The time value of money affects our valuation of an asset because we will assign different weights to each cash flow depending on when it is received.  Said differently, we “discount” the later cash flows to account for when they are collected.  This is all there is to discounted cash flow (DCF) analysis.  Just add up all the discounted values of the future cash flows and – voila – we have a value for our asset.

Now let us get back to our 30-year T-bond.  The value of that bond is simply equal to the sum of the discounted value of the interest and principal payments it will make over the thirty years.  But by how much do we discount those later payments?  The answer is simple yet vague.  We discount them by our opportunity cost – the rate of interest we could have otherwise earned ourselves had we done something different with our cash rather than investing it in the bond.   If we could have taken an equivalent amount of risk by purchasing a similar bond and earned 8% interest, then 8% is our “discount rate.”  The formula we would apply to each payment, then, is:  Payment/(1+r)^n  , where “r” is our discount rate and “n” represents the number of years until the payment is made.  After applying this formula, we have a “present value” for the payment.

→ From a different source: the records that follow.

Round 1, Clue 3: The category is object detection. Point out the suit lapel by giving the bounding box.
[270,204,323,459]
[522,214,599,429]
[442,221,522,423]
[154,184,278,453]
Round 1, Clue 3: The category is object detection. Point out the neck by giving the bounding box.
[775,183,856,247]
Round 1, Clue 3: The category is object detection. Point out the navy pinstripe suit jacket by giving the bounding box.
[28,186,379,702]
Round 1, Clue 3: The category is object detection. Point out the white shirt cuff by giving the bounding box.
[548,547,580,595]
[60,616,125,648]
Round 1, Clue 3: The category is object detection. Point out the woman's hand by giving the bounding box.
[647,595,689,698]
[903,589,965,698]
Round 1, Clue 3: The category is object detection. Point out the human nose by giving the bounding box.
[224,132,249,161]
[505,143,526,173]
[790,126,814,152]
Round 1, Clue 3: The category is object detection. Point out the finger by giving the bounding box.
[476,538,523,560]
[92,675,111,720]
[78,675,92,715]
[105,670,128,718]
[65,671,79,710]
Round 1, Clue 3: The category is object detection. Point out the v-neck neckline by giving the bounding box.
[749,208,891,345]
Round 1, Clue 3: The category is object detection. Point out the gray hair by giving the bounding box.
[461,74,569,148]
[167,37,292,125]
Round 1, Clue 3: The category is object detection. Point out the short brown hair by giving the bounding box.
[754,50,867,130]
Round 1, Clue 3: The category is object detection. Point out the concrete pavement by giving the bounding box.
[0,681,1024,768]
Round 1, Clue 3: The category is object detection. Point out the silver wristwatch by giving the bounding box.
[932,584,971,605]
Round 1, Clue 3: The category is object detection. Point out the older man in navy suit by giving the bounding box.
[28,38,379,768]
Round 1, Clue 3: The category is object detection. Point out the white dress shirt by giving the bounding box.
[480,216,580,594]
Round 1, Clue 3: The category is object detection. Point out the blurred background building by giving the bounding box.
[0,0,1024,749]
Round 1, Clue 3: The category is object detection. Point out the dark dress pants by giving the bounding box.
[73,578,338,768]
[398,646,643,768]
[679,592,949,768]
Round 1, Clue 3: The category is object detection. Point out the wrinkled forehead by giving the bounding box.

Once we have added up the present values of all the payments we have a value for our bond.  Quite simple, I must say.  Well, valuing a stock is an intellectually similar exercise, just much less precise.  Since stocks don’t make reliable, pre-determined coupon payments like bonds, we must find an alternative, economically analogous “payment.”  For a variety of reasons I will discuss in a later post, free cash flow is the relevant “payment” in stock valuation.  Thus, when we value a stock, we add up the present value of all the company’s future free cash flows.  But a variety of complications will make this difficult. 

First, unlike a bond, a stock has an infinite life, and thus an infinitely long stream of cash flows to value.  Second, the free cash flow the company will produce, unlike the predictable coupon payments of a bond, will change from one period to the next.  Third, the discount rate that is most appropriate is a topic of debate, and not nearly as unambiguous as that used in bond valuation.  Fourth and finally, we simply do not know what the company’s free cash flow will be in the future.